El niño sabe íntimamente que su conducta malvada encierra esperanzas, y
que la obediencia o la socialización falsa está asociada con la
desesperación. Para el antisocial y la persona malvada, el educador
moral está en la posición errónea. La comprensión que puede ofrecer el
psicoanálisis es importante aunque de valor práctico limitado. El
pensamiento moderno, basado en gran medida en el psicoanálisis, permite
ver qué es lo importante en el cuidado del infante y el niño, y libera
a los padres de la carga de suponer que son ellos quienes tienen que
hacer buenos a los hijos.

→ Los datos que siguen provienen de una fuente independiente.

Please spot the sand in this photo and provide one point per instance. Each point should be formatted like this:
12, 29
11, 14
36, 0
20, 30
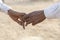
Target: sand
49, 29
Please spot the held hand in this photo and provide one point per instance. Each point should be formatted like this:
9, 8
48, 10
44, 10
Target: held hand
17, 17
34, 17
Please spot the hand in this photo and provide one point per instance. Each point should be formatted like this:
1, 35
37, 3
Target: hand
15, 16
34, 17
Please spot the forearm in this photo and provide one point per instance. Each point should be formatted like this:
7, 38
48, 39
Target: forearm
4, 7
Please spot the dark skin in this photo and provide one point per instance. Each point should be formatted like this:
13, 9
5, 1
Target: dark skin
34, 17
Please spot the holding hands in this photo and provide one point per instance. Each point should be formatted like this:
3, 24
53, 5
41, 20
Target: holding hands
33, 17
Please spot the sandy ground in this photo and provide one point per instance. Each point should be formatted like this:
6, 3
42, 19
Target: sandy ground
47, 30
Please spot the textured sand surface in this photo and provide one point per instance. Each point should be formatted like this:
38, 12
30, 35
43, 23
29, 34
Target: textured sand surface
47, 30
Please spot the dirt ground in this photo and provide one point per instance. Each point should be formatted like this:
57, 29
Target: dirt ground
47, 30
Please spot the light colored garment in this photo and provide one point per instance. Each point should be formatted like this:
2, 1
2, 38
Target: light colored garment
4, 7
53, 11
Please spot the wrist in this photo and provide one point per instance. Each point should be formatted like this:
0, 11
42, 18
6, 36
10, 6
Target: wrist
4, 7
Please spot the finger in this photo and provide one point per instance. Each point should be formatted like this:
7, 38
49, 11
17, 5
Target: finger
28, 22
25, 17
21, 23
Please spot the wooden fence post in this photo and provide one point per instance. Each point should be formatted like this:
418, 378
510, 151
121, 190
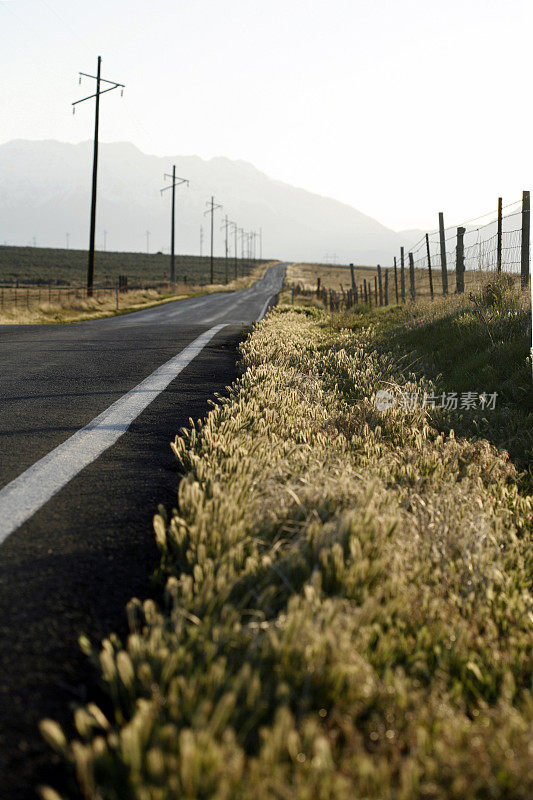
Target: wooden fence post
500, 237
460, 262
402, 273
443, 264
380, 284
412, 276
352, 273
524, 251
429, 267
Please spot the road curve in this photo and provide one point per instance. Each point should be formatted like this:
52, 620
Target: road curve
88, 411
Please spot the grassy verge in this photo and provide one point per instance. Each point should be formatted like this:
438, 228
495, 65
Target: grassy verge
347, 608
477, 343
72, 309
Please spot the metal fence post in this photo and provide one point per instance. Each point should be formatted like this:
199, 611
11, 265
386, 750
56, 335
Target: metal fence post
443, 264
402, 273
412, 276
460, 262
500, 237
526, 226
352, 273
380, 284
429, 266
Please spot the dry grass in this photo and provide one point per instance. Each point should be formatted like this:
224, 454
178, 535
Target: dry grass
333, 277
347, 608
34, 307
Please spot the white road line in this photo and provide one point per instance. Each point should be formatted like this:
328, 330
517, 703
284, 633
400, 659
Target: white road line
25, 495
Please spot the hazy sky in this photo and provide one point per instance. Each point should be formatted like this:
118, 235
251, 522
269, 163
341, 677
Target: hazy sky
400, 108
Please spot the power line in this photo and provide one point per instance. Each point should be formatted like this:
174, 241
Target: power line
211, 210
175, 182
113, 85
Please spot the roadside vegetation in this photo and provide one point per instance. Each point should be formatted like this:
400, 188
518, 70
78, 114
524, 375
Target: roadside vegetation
33, 306
345, 604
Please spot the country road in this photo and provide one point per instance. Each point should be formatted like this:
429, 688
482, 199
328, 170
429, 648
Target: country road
88, 411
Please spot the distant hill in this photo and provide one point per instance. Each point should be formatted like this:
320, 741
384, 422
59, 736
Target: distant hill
45, 193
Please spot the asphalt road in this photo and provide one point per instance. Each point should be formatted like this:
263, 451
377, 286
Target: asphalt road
79, 484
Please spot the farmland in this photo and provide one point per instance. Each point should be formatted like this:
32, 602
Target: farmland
36, 265
344, 606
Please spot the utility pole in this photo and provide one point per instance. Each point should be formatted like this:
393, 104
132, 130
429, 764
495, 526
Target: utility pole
227, 222
175, 182
236, 255
211, 210
113, 85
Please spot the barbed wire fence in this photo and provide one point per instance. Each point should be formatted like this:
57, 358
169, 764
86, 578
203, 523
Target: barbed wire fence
446, 261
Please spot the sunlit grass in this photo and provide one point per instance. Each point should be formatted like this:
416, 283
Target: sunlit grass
347, 606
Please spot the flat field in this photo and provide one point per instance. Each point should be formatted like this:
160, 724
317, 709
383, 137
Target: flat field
69, 267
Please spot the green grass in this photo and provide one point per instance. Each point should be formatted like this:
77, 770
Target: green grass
347, 609
478, 343
69, 267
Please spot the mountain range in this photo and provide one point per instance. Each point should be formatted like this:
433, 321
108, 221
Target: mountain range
45, 190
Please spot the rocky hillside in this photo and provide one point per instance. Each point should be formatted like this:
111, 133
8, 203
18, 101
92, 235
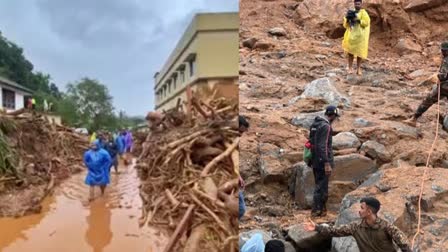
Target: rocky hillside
292, 66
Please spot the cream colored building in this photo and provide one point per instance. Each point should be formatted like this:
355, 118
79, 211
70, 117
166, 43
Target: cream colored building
206, 59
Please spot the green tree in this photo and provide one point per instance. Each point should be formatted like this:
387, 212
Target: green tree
93, 103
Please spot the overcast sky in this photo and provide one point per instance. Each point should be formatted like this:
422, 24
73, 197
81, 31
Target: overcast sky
122, 43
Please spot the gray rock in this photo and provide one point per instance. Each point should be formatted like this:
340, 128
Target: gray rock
250, 42
345, 140
304, 240
348, 168
324, 88
270, 165
305, 120
353, 167
361, 122
445, 123
277, 31
245, 236
376, 150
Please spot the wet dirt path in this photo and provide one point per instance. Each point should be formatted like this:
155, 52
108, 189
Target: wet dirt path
69, 223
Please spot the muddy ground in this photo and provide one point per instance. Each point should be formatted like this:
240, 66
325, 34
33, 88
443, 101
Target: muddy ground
275, 69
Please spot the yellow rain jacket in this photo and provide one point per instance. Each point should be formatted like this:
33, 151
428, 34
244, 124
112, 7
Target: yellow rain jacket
356, 40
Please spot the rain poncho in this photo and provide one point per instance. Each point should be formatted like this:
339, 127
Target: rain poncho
120, 144
98, 165
128, 141
254, 244
356, 39
93, 137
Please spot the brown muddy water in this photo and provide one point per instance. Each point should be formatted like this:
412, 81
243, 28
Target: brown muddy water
69, 223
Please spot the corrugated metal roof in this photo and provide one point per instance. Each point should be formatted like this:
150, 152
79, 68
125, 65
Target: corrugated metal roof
14, 85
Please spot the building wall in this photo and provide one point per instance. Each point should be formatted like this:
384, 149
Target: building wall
218, 54
224, 87
213, 39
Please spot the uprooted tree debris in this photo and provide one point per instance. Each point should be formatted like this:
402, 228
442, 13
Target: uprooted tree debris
184, 167
35, 155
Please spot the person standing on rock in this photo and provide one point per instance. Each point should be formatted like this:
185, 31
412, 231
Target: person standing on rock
98, 163
356, 37
372, 234
322, 162
432, 97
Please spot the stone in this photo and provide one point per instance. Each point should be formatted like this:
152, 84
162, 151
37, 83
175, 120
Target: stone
324, 88
422, 5
249, 43
262, 45
353, 167
277, 31
304, 240
245, 236
270, 165
361, 122
305, 120
376, 150
348, 171
406, 45
345, 140
417, 73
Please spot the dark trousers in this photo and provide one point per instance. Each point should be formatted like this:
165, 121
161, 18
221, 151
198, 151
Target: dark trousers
320, 196
431, 99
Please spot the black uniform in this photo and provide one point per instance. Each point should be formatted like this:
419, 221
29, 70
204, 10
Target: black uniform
321, 139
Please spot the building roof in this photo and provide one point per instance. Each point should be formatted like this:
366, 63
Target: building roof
215, 21
12, 84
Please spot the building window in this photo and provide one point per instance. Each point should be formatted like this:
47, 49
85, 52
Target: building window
9, 99
174, 82
192, 66
182, 76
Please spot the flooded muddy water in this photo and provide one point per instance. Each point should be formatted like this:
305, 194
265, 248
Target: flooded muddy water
68, 222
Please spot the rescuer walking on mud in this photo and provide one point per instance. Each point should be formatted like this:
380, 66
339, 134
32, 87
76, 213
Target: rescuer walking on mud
356, 37
321, 140
372, 233
98, 163
431, 98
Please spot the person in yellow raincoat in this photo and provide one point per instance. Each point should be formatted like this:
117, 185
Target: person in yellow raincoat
356, 37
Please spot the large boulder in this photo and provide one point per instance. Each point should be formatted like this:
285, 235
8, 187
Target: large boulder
349, 170
345, 140
245, 236
376, 150
270, 165
324, 88
305, 120
398, 189
306, 241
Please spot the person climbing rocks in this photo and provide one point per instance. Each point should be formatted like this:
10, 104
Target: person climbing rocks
356, 37
33, 102
98, 162
432, 97
243, 126
322, 162
372, 234
112, 148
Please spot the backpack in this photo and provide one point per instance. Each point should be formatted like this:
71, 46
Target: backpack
309, 144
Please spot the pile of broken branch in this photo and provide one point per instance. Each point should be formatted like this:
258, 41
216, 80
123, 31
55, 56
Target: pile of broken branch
185, 169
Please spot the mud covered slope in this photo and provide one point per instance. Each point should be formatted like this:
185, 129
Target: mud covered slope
37, 156
292, 66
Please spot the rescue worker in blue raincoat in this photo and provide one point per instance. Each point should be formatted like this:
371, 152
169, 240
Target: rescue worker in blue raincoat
98, 163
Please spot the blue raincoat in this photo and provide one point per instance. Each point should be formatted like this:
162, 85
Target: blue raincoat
98, 164
254, 244
121, 144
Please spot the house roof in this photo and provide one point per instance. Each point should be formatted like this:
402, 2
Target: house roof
12, 84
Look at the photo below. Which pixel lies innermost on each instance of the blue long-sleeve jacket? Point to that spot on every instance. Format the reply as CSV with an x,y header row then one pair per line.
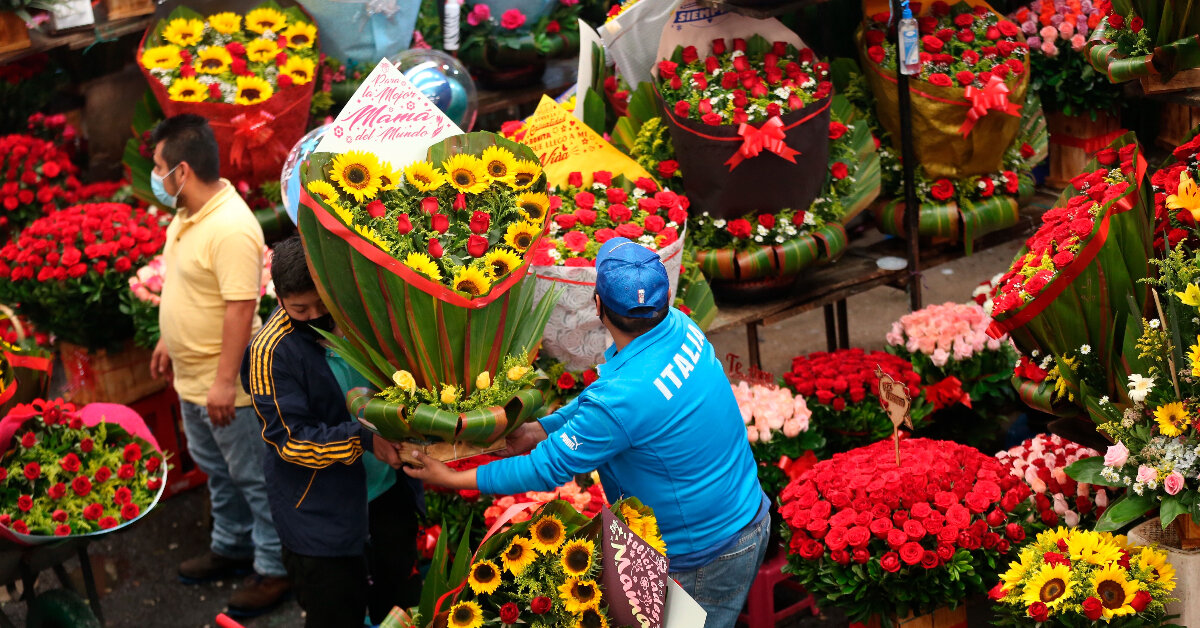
x,y
660,424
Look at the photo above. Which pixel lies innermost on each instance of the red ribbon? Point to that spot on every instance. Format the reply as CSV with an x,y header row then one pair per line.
x,y
767,137
993,96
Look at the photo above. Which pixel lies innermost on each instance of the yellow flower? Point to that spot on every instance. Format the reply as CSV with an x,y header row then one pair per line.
x,y
189,90
519,555
1051,586
405,381
262,51
299,69
358,174
576,557
184,31
466,173
466,615
534,204
1115,591
1173,418
423,264
547,534
517,372
472,280
499,163
525,174
161,58
213,60
226,23
484,578
579,594
322,189
423,175
252,90
502,261
1187,197
265,19
300,35
521,234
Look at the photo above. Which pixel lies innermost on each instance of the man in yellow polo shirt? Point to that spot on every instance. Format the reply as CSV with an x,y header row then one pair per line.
x,y
214,261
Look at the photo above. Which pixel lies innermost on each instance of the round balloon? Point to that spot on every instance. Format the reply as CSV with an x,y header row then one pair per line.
x,y
444,81
289,179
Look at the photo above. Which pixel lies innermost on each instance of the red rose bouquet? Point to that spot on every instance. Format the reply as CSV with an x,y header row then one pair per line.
x,y
1041,461
63,476
880,539
841,392
69,269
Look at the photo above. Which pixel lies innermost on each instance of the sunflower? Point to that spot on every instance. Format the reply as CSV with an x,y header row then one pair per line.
x,y
161,58
423,175
1115,591
262,51
466,615
226,23
184,31
525,174
484,578
327,192
423,264
502,261
299,69
547,534
300,35
519,555
252,90
1051,585
521,234
576,557
499,163
1156,561
265,19
358,174
1173,418
213,60
466,173
580,594
534,205
189,90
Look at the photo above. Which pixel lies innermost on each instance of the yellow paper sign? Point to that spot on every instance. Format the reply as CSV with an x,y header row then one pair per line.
x,y
565,144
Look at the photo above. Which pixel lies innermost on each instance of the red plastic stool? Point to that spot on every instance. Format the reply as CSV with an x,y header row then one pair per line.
x,y
760,610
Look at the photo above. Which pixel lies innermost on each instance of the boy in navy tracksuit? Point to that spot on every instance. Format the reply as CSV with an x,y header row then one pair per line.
x,y
318,483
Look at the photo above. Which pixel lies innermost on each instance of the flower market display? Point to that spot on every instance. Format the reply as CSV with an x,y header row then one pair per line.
x,y
64,476
879,539
251,75
841,392
1042,462
1078,578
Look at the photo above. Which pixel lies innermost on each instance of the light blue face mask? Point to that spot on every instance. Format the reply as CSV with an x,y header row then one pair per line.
x,y
160,192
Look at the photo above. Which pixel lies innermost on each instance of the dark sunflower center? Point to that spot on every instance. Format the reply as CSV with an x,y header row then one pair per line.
x,y
1053,590
1111,594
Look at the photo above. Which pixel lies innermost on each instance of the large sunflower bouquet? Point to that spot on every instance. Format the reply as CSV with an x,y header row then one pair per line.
x,y
1079,578
252,76
424,265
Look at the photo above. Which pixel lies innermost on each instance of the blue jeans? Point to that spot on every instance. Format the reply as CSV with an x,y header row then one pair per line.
x,y
232,456
721,586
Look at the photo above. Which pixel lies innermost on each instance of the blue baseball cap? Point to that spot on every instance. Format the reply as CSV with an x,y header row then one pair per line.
x,y
631,279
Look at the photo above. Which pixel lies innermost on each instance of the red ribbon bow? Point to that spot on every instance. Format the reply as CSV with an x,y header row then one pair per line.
x,y
993,96
767,137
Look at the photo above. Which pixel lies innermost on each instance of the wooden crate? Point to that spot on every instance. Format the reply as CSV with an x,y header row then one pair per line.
x,y
102,376
13,33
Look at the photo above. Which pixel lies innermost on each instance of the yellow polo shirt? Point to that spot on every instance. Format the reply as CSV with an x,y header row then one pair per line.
x,y
213,256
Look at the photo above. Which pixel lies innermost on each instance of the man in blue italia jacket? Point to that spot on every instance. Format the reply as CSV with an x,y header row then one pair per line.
x,y
660,424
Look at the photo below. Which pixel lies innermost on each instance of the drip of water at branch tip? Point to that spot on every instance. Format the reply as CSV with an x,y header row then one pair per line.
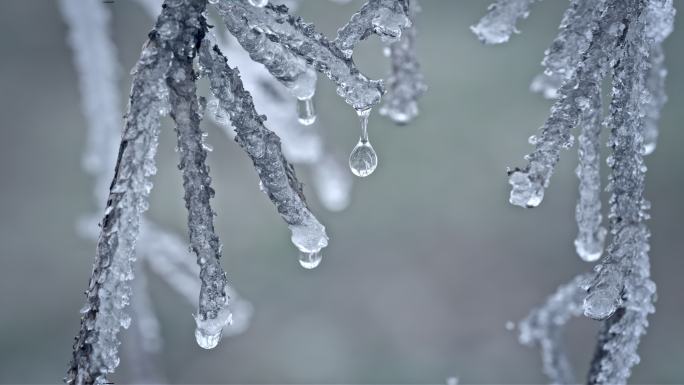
x,y
310,260
363,159
306,111
207,340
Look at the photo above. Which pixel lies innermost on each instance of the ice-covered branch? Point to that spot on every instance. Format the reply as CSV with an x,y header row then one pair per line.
x,y
565,53
213,313
544,327
300,144
591,235
277,176
528,183
96,346
498,24
96,64
276,39
386,18
405,84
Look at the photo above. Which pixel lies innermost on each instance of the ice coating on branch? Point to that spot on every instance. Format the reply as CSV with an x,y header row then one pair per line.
x,y
96,347
591,235
627,205
385,18
214,312
528,183
544,327
167,255
300,144
626,266
263,147
282,43
623,41
95,59
655,86
406,83
498,24
565,53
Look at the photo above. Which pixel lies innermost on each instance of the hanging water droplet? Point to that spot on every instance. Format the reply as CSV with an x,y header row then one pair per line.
x,y
310,260
206,340
306,111
258,3
363,159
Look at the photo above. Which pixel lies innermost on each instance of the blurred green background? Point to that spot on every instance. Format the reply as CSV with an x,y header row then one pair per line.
x,y
424,268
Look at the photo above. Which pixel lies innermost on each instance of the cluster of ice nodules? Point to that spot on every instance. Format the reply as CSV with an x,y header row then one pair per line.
x,y
525,192
306,111
659,20
310,260
208,331
258,3
498,24
590,246
309,236
388,24
601,303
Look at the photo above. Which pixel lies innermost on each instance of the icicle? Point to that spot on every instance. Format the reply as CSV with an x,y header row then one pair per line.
x,y
363,160
304,89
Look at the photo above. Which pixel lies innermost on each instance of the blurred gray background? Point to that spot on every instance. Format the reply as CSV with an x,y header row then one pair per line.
x,y
424,268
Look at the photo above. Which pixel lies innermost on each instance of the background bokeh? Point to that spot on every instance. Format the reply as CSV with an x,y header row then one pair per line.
x,y
424,268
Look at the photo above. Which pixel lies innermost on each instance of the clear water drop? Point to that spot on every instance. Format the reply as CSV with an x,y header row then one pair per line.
x,y
306,111
206,340
363,159
310,260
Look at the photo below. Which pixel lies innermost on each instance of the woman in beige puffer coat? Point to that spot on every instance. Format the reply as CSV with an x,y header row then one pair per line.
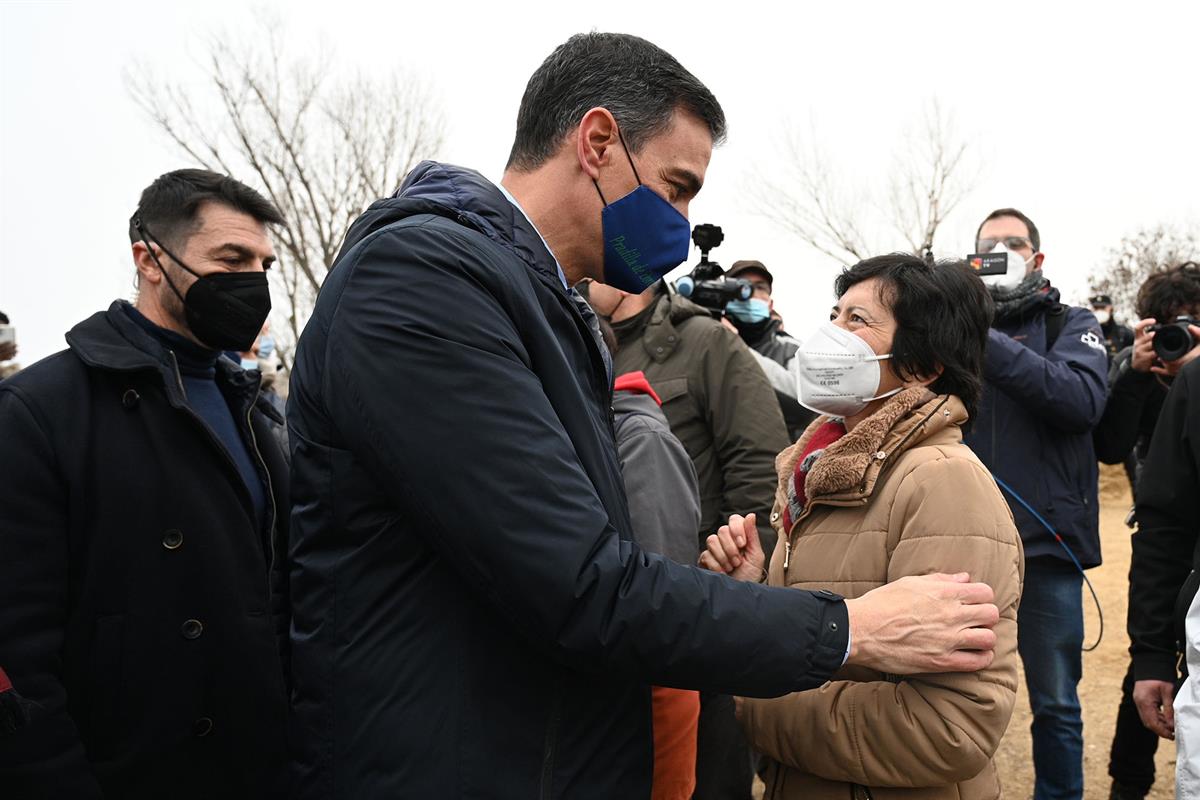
x,y
867,498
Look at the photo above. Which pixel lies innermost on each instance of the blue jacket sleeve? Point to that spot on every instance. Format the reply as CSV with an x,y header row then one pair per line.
x,y
450,411
1067,386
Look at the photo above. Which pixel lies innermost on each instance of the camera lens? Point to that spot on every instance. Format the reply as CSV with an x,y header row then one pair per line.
x,y
1173,342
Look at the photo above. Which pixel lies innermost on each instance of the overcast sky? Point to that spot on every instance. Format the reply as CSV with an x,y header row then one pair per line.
x,y
1086,119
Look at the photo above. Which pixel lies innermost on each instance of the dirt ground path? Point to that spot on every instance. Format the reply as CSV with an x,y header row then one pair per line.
x,y
1103,669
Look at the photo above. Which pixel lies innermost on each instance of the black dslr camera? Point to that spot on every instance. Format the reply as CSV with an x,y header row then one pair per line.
x,y
1174,340
706,284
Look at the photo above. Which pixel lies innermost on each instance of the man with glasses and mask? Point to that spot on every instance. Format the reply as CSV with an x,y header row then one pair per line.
x,y
1045,386
471,615
143,504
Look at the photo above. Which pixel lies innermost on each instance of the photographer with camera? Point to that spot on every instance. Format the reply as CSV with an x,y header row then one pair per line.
x,y
1044,392
741,299
1135,400
761,329
721,407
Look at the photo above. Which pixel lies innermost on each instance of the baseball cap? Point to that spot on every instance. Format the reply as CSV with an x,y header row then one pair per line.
x,y
748,265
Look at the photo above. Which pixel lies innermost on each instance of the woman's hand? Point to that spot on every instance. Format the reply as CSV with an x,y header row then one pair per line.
x,y
1144,355
735,549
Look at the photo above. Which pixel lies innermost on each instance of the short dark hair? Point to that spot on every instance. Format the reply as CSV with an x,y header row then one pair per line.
x,y
1035,236
169,208
1170,293
942,313
640,83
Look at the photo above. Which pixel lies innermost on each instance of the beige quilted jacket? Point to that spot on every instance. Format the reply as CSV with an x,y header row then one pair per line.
x,y
900,494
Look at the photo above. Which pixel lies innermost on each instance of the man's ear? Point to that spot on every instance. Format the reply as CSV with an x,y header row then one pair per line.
x,y
148,270
595,140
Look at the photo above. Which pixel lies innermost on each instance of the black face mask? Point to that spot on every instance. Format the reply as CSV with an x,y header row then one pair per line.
x,y
225,310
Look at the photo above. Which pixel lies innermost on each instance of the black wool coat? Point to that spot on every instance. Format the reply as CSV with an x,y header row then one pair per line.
x,y
135,584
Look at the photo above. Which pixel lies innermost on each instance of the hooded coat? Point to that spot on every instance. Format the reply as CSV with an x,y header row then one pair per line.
x,y
472,617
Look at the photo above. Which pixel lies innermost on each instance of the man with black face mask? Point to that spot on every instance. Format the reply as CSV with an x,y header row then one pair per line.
x,y
762,330
143,501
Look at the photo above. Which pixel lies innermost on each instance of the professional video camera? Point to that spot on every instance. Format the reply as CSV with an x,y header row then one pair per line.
x,y
705,286
1174,340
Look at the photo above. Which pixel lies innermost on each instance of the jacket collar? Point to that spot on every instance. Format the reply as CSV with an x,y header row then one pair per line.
x,y
109,340
469,199
850,468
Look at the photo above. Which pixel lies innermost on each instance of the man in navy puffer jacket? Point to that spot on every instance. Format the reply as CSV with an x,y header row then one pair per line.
x,y
1045,386
471,615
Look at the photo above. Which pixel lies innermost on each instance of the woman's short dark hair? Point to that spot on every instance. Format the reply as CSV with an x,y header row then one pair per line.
x,y
1171,293
640,83
942,313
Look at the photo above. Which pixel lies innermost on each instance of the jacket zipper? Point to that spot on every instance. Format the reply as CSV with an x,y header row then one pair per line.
x,y
213,438
270,489
547,761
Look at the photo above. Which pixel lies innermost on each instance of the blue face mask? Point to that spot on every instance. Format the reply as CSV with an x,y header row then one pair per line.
x,y
749,311
645,238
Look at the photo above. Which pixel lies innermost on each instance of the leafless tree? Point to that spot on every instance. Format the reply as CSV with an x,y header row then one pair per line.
x,y
931,175
321,148
1137,258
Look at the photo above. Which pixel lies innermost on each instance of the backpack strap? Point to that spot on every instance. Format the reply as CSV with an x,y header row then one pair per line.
x,y
1056,318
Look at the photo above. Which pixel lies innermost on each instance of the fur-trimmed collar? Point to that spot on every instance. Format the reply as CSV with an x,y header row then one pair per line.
x,y
850,467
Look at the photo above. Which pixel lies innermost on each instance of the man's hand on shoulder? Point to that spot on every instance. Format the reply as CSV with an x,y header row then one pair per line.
x,y
924,624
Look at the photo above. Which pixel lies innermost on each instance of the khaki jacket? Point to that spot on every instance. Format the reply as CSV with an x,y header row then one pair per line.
x,y
898,495
719,404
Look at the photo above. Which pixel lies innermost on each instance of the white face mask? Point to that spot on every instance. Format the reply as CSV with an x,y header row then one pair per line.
x,y
837,373
1015,274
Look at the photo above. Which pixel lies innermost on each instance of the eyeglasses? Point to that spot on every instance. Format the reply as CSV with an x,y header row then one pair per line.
x,y
1011,242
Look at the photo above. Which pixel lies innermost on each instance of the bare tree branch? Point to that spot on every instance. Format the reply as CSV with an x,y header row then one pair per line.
x,y
321,148
930,179
1139,256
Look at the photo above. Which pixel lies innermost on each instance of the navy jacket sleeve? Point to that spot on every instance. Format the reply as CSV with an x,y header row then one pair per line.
x,y
47,755
1117,432
1067,386
1168,519
450,411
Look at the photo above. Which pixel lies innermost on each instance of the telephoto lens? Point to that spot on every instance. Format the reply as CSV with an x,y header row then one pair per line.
x,y
1174,340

Evalúa los procesos de la maduración y los
relaciona con el ambiente facilitador. Examina el desarrollo del
sentido moral en el individuo, y demuestra que en la salud hay
capacidad para experimentar un sentido de la responsabilidad personal.
Lo que el psicoanálisis deja sin resolver tiene que ver con la
educación moral de los individuos que no han madurado en ciertos
aspectos esenciales, y en esa medida no tienen capacidad para la
evaluación moral ni para sentir responsabilidad. El psicoanalista dice
simplemente que esas personas están enfermas, y en algunos casos puede
proporcionarles un tratamiento eficaz. Pero subsiste el hecho de los
esfuerzos del educador moral por tratar a esos individuos, enfermos o
no. Al psicoanalista sólo le cabe pedirle al educador moral que no les
aplique a personas sanas sus métodos destinados a esos enfermos. La
gran mayoría de las personas no están enfermas, aunque por cierto
presentan todo tipo de síntomas. Las medidas enérgicas o represivas,
incluso el adoctrinamiento, pueden satisfacer las necesidades de la
sociedad en cuanto al manejo del individuo antisocial, pero esas
medidas son lo peor posible para las personas sanas, para quienes
pueden crecer desde dentro si cuentan con el ambiente facilitador,
sobre todo en las primeras etapas de su evolución. Son estas últimas
personas, las sanas, quienes se convierten en los adultos que
constituyen la sociedad, y colectivamente establecen y mantienen el
código moral para las décadas siguientes, hasta que sus hijos los
releven. Para citar de nuevo la primera conferencia del profesor
Niblett en este ciclo, no podemos desprendernos de los adolescentes
diciéndoles simplemente "ahora es cosa tuya". Tenemos que
proporcionarles durante la infancia, la niñez y la adolescencia, en el
hogar y en la escuela, un ambiente facilitador en el que cada individuo
pueda desarrollar su propia capacidad moral, un superyó que evolucione
naturalmente a partir de los elementos rudimentarios del superyó de la
infancia y encuentre su propio modo de emplear o no emplear el código
moral y el acervo cultural general de nuestra época. Cuando el niño
avanza hacia el estado adulto, el acento ya no está en el código moral
que nosotros le transmitimos, sino en eso más positivo que es el acervo
de los logros culturales del hombre. Y en lugar de educación moral
tenemos que darle al niño la oportunidad de ser creador, esa
oportunidad que le ofrecen la práctica de las artes y la práctica del
vivir a todas las personas que no se limitan a copiar y obedecer, sino
que auténticamente progresan hacia una autoexpresión personal. . NOTAS:
(1) Este estado de cosas primitivo pasa a emplearse como defensa contra
el dolor de la ambivalencia, y entonces se lo denomina "escisión" del
objeto. (2) Erikson ha escrito sobre este tema en los términos del
concepto de "virtud" (Erikson, 1961).